This book is particularly topical for health commissions as it deals with setting priorities for health service developments in the context of finite resources. Southampton and South West Hampshire health commission on whose experiences the book is based, has been in the position of receiving growth money annually. The task therefore has been to decide which new developments to fund with this money rather than having to consider in detail the need for disinvestment in some areas to fund new developments.

For those working on priority setting in commissions with growth money, the ‘Southampton experience’ described in the book will feel familiar, although Southampton is probably ahead of most health authorities in developing priority setting.

The book goes into some considerable detail about the process, and the summary at the end of each chapter is very useful in pulling out the main points.
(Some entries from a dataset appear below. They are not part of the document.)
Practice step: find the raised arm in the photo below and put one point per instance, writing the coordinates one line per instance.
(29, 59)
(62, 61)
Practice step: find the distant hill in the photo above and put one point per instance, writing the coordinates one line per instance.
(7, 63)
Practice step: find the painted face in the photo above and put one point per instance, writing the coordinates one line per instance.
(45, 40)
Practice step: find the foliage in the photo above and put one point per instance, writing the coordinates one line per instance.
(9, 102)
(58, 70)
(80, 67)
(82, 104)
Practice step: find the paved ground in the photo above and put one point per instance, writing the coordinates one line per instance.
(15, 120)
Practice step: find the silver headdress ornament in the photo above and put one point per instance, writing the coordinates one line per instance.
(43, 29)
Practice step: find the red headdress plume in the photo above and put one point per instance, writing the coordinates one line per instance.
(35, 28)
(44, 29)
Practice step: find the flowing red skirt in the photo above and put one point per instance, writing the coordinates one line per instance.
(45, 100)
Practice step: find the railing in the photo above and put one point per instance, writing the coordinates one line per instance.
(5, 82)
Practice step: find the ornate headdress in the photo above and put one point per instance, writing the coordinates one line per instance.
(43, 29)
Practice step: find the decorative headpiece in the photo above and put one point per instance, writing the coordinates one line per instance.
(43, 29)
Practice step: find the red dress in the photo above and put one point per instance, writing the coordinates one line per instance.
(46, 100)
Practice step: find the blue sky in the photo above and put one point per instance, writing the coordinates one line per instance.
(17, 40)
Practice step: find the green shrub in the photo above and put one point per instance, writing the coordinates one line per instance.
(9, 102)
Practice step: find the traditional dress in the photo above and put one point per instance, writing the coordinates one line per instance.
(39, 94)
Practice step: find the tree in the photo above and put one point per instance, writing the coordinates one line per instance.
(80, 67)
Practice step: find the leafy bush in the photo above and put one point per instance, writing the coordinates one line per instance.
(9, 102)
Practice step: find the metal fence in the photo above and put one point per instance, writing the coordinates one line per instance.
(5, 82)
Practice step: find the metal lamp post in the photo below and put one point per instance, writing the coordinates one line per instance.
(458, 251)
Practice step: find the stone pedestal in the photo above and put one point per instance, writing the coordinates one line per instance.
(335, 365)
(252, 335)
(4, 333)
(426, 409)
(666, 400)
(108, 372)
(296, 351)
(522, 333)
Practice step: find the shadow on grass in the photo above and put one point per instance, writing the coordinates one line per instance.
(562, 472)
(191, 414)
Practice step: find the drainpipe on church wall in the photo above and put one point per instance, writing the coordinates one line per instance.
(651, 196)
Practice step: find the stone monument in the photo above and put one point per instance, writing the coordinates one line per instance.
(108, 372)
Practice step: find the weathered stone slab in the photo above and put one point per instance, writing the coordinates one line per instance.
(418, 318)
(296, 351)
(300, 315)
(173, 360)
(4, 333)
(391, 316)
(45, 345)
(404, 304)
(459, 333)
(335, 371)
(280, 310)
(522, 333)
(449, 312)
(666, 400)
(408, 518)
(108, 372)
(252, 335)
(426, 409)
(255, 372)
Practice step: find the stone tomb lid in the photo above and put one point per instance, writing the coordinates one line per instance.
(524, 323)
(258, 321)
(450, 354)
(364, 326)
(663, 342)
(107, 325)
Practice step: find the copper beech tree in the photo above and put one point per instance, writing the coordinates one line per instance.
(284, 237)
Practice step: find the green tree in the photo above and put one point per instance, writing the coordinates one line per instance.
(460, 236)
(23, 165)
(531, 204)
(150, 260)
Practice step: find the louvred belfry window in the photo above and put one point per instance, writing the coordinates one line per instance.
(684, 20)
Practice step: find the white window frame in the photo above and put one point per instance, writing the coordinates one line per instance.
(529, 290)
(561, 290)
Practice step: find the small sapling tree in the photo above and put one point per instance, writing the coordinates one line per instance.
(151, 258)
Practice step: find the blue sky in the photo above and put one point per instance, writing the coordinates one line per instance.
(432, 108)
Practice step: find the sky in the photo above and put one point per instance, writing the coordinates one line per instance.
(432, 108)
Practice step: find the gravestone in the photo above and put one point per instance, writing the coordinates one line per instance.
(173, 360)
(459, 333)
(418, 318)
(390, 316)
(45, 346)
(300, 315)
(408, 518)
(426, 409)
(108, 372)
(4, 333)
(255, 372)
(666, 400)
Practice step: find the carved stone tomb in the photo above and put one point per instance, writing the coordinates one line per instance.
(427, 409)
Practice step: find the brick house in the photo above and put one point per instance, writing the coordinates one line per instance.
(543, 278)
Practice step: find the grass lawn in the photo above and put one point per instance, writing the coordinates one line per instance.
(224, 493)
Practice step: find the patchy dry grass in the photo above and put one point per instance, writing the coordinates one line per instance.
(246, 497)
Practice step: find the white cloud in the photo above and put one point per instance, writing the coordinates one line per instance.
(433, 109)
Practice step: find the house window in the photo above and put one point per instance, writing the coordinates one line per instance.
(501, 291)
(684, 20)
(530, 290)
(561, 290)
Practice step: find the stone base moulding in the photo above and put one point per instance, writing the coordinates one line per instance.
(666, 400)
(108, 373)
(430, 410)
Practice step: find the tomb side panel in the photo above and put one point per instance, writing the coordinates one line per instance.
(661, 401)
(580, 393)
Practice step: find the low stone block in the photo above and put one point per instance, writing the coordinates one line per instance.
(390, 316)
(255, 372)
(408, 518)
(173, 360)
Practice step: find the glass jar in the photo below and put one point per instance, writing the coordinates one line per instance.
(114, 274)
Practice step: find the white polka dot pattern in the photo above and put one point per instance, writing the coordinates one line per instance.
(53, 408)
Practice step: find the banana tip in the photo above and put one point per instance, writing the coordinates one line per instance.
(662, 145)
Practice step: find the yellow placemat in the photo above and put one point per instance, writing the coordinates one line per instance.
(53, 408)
The reader will be left impressed (and probably worried) at the scale of resources thrown at the problem in Southampton.

The book is categorical that some national priorities with no apparently rational basis often override local priorities which are more rationally derived. However I could find no specific mention of the nonsensical effects of the efficiency index on the setting of rational priorities.

The books’s message is that those readers left with a glow of satisfaction at the end of a priority setting process would be well advised to go back and assess which factors were really important in deciding the final priority order.

The ‘lessons learnt’ and ‘emergent themes’ sections offer useful practical tips for those about to embark on priority setting. The latter section presents some personal opinions from participants in the process which are occasionally repetitive but set out clearly the different views of health economists and ethicists in the setting of priorities.

The book is a readable and practical guide to priority setting written mainly by those at the ‘coal face’ of commissioning, and deserves to succeed.